Since firing up its Docker container monitoring service back in May, approximately 1,000 of New Relic’s customers have turned it on. And through the end of August, those customers had fired up a total of more than 8 million containers with the average of 300,000 containers active over a 24 hour period across those customers. About 11 percent of the containers were active for under ones minute, with 27 percent of the containers were active for less than 5 minutes and 46 percent active for less than one hour. This data is consistent with preliminary stats that New Relic talked about back in June in a little more detail. In that subset of the New Relic data, the vast majority of Docker containers being monitored by the APM tool were younger than a few months (which stands to reason given the length of the private and public beta), but interestingly, if you drill down into the container lifespans, a very large number live only one or two minutes, and then a bunch live for under a half hour with very few lasting longer than that.
The interesting bit is that these short-lived Docker containers are alive for less time than it takes to boot up a VM image on top of a server virtualization hypervisor.
The new tighter integration between New Relic and AWS CloudWatch is important in a number of different ways, not the least of which is that as far as CloudWatch is concerned, an EC2 instance is a black box that it is not allowed to peer into. So customers who want to do infrastructure and application management need a tool like New Relic even if they use CloudWatch.

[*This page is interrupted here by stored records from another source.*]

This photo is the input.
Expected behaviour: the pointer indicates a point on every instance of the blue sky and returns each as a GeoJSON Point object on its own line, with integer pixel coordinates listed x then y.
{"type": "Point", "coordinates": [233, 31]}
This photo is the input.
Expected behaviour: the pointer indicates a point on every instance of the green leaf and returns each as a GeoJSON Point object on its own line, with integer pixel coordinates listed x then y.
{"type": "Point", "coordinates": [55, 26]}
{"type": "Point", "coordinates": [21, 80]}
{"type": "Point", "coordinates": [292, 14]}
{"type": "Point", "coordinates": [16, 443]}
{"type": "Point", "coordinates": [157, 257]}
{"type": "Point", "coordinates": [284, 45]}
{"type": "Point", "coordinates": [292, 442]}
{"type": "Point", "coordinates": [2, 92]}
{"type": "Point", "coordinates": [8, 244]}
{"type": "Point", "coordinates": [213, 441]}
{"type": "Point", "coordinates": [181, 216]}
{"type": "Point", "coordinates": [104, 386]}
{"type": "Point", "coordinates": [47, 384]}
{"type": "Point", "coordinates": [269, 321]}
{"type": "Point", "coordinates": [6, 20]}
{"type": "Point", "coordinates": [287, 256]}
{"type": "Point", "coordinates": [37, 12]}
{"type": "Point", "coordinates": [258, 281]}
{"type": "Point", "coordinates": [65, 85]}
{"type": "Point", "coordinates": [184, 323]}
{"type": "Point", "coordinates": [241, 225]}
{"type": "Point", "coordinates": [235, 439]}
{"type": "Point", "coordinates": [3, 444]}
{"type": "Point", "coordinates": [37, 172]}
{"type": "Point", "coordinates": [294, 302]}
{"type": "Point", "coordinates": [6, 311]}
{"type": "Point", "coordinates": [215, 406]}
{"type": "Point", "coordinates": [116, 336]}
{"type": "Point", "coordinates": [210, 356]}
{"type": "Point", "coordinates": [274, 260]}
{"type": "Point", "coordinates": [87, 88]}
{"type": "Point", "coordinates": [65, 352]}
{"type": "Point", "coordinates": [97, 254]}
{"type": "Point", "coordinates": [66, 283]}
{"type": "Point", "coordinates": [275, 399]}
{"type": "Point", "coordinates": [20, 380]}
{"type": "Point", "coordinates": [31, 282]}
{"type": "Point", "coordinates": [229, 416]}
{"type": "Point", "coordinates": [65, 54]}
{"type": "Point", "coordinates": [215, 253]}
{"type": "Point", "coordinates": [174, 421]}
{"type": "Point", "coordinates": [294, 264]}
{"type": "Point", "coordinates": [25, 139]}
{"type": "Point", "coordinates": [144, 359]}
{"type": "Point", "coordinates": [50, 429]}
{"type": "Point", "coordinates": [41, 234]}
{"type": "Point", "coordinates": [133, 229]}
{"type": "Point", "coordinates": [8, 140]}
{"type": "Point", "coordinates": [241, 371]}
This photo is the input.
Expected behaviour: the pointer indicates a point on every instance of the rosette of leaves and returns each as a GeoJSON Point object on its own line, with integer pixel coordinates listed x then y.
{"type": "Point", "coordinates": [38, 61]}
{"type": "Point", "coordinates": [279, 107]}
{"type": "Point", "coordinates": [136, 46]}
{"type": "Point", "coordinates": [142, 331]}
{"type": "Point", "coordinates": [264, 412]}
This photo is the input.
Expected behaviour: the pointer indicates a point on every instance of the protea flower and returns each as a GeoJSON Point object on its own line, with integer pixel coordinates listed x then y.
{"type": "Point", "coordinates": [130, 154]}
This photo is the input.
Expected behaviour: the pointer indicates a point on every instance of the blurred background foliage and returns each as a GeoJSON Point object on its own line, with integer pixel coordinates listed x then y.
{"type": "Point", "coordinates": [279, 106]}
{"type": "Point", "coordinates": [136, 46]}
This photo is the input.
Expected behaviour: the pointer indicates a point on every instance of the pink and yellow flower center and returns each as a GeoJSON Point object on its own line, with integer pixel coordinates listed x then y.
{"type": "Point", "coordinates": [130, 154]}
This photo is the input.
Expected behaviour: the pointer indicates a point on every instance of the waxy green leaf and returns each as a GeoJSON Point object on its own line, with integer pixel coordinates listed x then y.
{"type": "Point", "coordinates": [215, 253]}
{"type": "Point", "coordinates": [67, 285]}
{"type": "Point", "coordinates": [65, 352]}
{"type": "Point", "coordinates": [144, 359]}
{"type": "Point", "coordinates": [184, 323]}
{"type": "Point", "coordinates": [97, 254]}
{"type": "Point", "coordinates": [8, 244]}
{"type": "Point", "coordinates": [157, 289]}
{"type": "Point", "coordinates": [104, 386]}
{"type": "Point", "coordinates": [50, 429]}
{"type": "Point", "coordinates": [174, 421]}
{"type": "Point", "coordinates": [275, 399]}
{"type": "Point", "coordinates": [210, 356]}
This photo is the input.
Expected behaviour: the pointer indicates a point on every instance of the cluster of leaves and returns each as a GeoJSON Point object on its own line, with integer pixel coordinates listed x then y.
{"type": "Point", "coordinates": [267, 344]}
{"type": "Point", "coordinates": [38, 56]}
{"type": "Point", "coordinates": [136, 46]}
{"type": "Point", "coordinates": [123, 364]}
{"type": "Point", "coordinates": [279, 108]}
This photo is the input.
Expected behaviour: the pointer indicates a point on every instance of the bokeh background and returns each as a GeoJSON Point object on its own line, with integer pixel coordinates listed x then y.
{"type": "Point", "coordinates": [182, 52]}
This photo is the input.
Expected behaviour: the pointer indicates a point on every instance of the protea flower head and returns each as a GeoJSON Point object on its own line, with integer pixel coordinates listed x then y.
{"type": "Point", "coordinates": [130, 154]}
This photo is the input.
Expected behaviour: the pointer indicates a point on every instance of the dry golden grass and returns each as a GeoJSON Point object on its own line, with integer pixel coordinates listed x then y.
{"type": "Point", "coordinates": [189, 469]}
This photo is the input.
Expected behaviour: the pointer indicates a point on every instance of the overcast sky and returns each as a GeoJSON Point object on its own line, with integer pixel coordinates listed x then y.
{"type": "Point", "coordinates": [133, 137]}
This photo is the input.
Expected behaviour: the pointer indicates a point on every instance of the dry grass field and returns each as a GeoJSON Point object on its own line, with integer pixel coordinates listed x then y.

The New Relic service integrates with the identity and access management front end of AWS and allows for EC2 and other services to have their data imported in a matter of minutes. The service can see which EC2 instances have New Relic agents on them and are being monitored and which ones are not, and importantly, the tool gets around the “gray server problem” as VMs or containers appear, do their work, and are deleted. With a traditional monitoring tool, these would look like crashed servers and would clutter up the management screen; not a big deal when you have a few dozen servers, but a very big deal when you are monitoring a few hundred or thousand instances on a cloud. New Relic APM can take the AWS metadata and make it sortable by any key in the CloudWatch metadata, from Amazon Machine Image (AMI) type to datacenter and region data as well as custom metrics such as development, test, or production VMs. The New Relic tool also can take in telemetry from agents on iOS and Android client devices, which gives admins a view of the entire application, from cloud infrastructure, to back-end software, to client software. This span is necessary to do performance monitoring and troubleshooting properly, says Sargent.
New Relic, being a public company, is careful about making forward looking statements or disclosing its roadmaps, and Sargent would not comment on whether it would be offering similar tight integration with the management tools for Microsoft Azure, Google Compute Engine, Rackspace Hosting Cloud, IBM SoftLayer, or other large public clouds. But it stands to reason that it will, particularly since many companies want to go hybrid not just between their on premises datacenters and a public cloud, but across different public clouds.
The AWS integration for New Relic APM is in private beta now, and after a select number of customers get to kick the tires for a bit will be released in a public beta for a larger set of users. The general availability for these new features has not been divulged as yet.